The Intrusion of Jimmy
The Intrusion of Jimmy
JIMMY MAKES A BET
The main smoking-room of the Strollers' Club had been filling for the last half-hour, and was now nearly full. In many ways, the Strollers', though not the most magnificent, is the pleasantest club in New York. Its ideals are comfort without pomp; and it is given over after eleven o'clock at night mainly to the Stage. Everybody is young, clean-shaven, and full of conversation: and the conversation strikes a purely professional note.
Everybody in the room on this July night had come from the theater. Most of those present had been acting, but a certain number had been to the opening performance of the latest better-than-Raffles play. There had been something of a boom that season in dramas whose heroes appealed to the public more pleasantly across the footlights than they might have done in real life. In the play that had opened to-night, Arthur Mifflin, an exemplary young man off the stage, had been warmly applauded for a series of actions which, performed anywhere except in the theater, would certainly have debarred him from remaining a member of the Strollers' or any other club. In faultless evening dress, with a debonair smile on his face, he had broken open a safe, stolen bonds and jewelry to a large amount, and escaped without a blush of shame via the window. He had foiled a detective through four acts, and held up a band of pursuers with a revolver. A large audience had intimated complete approval throughout.

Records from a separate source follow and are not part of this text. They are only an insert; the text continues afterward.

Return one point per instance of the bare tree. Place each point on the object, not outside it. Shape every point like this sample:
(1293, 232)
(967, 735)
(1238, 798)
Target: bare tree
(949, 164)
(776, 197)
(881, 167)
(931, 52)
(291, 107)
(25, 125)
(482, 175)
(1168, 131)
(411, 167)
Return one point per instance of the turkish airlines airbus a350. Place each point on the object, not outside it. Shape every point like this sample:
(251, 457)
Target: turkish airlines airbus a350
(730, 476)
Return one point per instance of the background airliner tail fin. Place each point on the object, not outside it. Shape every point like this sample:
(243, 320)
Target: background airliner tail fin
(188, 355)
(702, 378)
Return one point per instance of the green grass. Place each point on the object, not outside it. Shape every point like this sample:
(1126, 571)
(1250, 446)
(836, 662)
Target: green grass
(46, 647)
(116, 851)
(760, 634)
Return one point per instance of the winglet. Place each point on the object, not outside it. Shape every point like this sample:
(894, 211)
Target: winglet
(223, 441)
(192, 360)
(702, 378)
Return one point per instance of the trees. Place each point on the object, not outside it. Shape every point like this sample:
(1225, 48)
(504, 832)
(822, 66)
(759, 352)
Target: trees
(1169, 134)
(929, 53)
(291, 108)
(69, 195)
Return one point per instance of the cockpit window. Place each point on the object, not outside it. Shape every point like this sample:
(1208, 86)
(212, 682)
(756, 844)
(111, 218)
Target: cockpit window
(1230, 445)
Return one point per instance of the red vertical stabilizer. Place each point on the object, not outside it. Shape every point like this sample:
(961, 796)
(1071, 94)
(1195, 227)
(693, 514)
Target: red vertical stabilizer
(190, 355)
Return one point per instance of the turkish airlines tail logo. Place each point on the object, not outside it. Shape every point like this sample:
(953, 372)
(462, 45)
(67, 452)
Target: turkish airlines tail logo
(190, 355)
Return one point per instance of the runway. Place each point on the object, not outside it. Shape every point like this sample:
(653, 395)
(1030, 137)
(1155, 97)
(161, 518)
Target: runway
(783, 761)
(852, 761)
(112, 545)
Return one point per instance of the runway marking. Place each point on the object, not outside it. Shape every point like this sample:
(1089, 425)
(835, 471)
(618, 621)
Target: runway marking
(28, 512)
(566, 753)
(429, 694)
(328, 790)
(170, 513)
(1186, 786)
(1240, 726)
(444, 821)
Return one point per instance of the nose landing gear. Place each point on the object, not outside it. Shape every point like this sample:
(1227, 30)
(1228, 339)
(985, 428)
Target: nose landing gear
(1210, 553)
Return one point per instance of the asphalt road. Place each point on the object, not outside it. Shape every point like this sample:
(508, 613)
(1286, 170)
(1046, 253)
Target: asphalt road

"It's a hit all right," said somebody through the smoke.
"These near-'Raffles' plays always are," grumbled Willett, who played bluff fathers in musical comedy. "A few years ago, they would have been scared to death of putting on a show with a crook as hero. Now, it seems to me the public doesn't want anything else. Not that they know what they DO want," he concluded, mournfully.
"The Belle of Boulogne," in which Willett sustained the role of Cyrus K. Higgs, a Chicago millionaire, was slowly fading away on a diet of paper, and this possibly prejudiced him.
Raikes, the character actor, changed the subject. If Willett once got started on the wrongs of the ill-fated "Belle," general conversation would become impossible. Willett, denouncing the stupidity of the public, as purely a monologue artiste.
"I saw Jimmy Pitt at the show," said Raikes. Everybody displayed interest.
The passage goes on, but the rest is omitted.